Much earlier the preserve was home to vast herds of plant-eating dinosaurs. Eighty million years of geologic folding and erosion have brought thousands of dinosaur bones to the surface. A site, known as Egg Mountain, harbors one of the richest paleontological finds of our century: Maiasaura Peeblesorum, the "good mother lizard" who nested, laid eggs, fed and protected her young. Many nests, eggs, hatchlings and juveniles have been unearthed here. This research has provided more insight into dinosaur behavior than any other site in the world.
In 2005, the Conservancy sold the Egg Mountain site to the Museum of the Rockies, which has led important research on the site. The Conservancy retains a conservation easement on the site.
The Conservancy's responsibility for protecting the Pine Butte assemblage while promoting its ecological significance extends far into the future. We are committed to the long-term management of the preserve in a way that benefits the bears, the fen and the surrounding foothills savanna. Cooperative efforts with local agencies and neighboring landowners also enhance the integrity of the larger ecosystem.
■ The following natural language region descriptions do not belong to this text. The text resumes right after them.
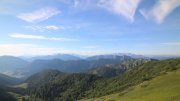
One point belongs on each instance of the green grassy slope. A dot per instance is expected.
(162, 88)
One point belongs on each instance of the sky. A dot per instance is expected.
(89, 27)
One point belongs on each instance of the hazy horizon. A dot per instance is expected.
(89, 27)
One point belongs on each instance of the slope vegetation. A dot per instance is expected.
(162, 88)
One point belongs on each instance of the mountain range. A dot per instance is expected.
(104, 77)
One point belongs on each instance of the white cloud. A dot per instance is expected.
(91, 47)
(39, 15)
(52, 27)
(161, 10)
(45, 28)
(38, 37)
(33, 50)
(172, 43)
(21, 49)
(126, 8)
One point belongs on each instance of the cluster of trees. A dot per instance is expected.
(76, 86)
(53, 85)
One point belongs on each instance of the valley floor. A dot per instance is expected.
(162, 88)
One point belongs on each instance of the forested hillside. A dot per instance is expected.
(78, 86)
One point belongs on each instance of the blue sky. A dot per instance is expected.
(89, 27)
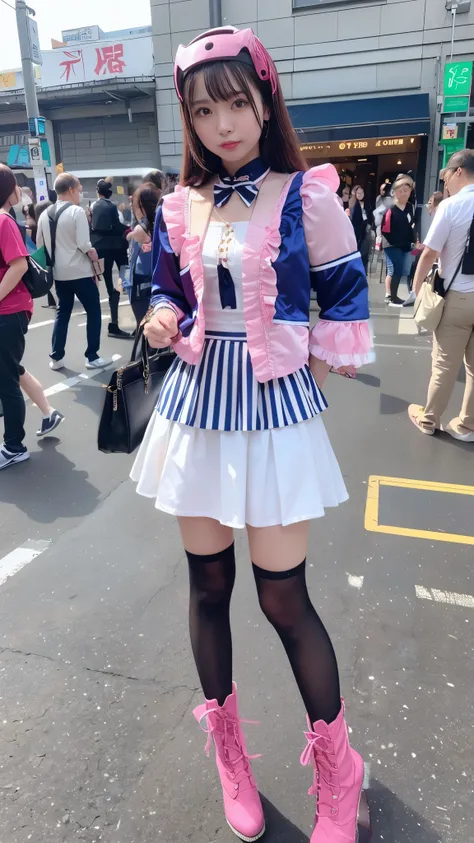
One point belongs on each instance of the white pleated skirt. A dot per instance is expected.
(261, 478)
Working closely with the local community to balance economic development and conservation remains an essential goal of the Conservancy.
In order to preserve undisturbed habitat for grizzlies, the preserve offers very limited access. Besides enabling the bears free range on the preserve, this relatively "human free" zone keeps them from becoming habituated to people, so they're more likely to avoid local ranches and towns where a human-bear conflict rarely ends well for the bears.